Oh dear, here we go again.

I know that there are people out there who have a hard time accepting quantum mechanics, but yes, each "photon" really does interact with EVERY ELECTRON IN THE CRYSTAL at once. Young's double-slit experiment is the simplest form of diffraction, which he performed in 1801 to settle an argument about the wave vs particle nature of light. The tricky bit, however, was performing the experiment at such low flux that only one "particle" is "in flight" at any given moment (Dontai et al. 1973, done with electron diffraction). However, if you do this, you still get an interference pattern at the end of the day:
http://en.wikipedia.org/wiki/File:Double-slit_experiment_results_Tanamura_2.jpg
This is the observation, and Mother Nature doesn't care if we like it or not. The only way we can interpret it is to conclude that the photon must be "interfering with itself".

In fact, anyone with a Pilatus detector (and a lot of extra beam time) can verify the self-interference of photons in macromolecular crystal diffraction. Since the source-to-detector distance of a typical MX beamline is about 30 m, it takes 100 nanoseconds for a "photon" generated in the storage ring to fly down the beam pipe, do whatever it is going to do in the crystal, and then (perhaps) increment a pixel on the detector. So, as long as you keep the time between photons much greater than 100 nanoseconds you can be fairly confident that there is never more than one photon anywhere in the beamline at a given instant. Now, one photon per 100 nanoseconds is 1e7 photons/s, which is a pretty weak flux for an MX beamline, but not too bad. Ideally, of course, one would want to read out images from the Pilatus that contain at most one photon hit each. You would then sum these images all together after the experiment to confirm that you do, in fact, get the same diffraction pattern that you would have gotten using higher flux. I am willing to take bets on this!

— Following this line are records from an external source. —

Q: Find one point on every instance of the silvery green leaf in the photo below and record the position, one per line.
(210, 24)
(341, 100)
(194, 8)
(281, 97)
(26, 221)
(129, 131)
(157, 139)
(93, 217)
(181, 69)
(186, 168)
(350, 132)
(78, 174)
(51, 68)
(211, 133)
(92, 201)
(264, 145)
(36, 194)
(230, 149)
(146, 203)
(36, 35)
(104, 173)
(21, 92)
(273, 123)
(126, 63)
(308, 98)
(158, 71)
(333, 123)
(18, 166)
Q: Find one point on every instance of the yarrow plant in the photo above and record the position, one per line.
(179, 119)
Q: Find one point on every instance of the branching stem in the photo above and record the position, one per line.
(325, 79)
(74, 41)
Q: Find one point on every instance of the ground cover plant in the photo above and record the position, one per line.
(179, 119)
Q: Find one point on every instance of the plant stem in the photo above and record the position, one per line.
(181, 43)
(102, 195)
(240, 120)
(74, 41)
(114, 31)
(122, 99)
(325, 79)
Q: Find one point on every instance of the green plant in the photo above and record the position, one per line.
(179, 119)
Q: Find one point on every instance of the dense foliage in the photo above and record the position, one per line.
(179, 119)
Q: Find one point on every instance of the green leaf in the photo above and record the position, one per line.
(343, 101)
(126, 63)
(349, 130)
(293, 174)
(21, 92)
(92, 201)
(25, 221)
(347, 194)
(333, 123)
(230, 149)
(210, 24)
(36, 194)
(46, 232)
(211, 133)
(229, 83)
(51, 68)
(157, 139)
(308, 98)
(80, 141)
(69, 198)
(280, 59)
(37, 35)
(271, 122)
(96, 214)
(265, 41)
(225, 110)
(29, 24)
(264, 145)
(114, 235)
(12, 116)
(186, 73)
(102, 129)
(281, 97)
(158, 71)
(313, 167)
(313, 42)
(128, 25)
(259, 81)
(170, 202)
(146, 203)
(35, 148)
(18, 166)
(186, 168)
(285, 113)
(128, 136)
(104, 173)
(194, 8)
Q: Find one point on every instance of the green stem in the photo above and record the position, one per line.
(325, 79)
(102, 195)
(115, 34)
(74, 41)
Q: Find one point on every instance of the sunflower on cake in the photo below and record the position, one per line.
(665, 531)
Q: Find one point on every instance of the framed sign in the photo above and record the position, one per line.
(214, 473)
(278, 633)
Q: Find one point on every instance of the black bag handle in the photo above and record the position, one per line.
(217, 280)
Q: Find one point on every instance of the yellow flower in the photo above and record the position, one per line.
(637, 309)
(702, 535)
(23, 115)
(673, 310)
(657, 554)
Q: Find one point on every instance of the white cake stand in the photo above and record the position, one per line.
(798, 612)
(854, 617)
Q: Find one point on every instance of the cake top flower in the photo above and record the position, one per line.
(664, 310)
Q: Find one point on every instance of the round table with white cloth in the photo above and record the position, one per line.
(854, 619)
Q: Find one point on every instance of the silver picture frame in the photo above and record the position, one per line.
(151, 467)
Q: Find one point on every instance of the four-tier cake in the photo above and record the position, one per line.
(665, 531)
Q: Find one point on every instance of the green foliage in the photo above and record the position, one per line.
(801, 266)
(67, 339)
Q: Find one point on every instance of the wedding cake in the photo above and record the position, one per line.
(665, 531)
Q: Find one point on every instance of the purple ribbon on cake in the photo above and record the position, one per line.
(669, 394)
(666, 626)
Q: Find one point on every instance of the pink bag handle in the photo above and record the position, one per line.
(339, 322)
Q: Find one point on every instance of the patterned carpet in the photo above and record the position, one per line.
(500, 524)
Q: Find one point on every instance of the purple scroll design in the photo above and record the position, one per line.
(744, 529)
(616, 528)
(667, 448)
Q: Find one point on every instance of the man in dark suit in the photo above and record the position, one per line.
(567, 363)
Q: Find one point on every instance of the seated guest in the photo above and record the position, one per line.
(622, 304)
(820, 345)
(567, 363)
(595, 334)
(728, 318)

Then again, this is exactly how the old multi-wire detectors worked (at much lower flux). So, I suppose this experiment has already been done?

The other observation that can only be explained by quantum mechanics is the fact that electrons orbiting atomic nuclei do not emit synchrotron radiation. Amazingly, this latter conclusion was first reached by Debye in the introduction of his now famous paper on temperature factors (Debye, P. J. W. 1915, Annalen der Physik 351, 809-823). http://dx.doi.org/10.1002/andp.19153510606

Yes, this is the paper where Debye first defines what we now call the "B-factor" (although he doesn't use "B"), as well as the first occurrence of the Lorentz factor (which appears in a second note-added-in-proof). If you read it (perhaps with the help of Google translate), you can tell that the conclusion about the de-localized nature of electrons in atoms was deeply disturbing to him as well. After all, we are all scientists, and letting go of determinism is not easy.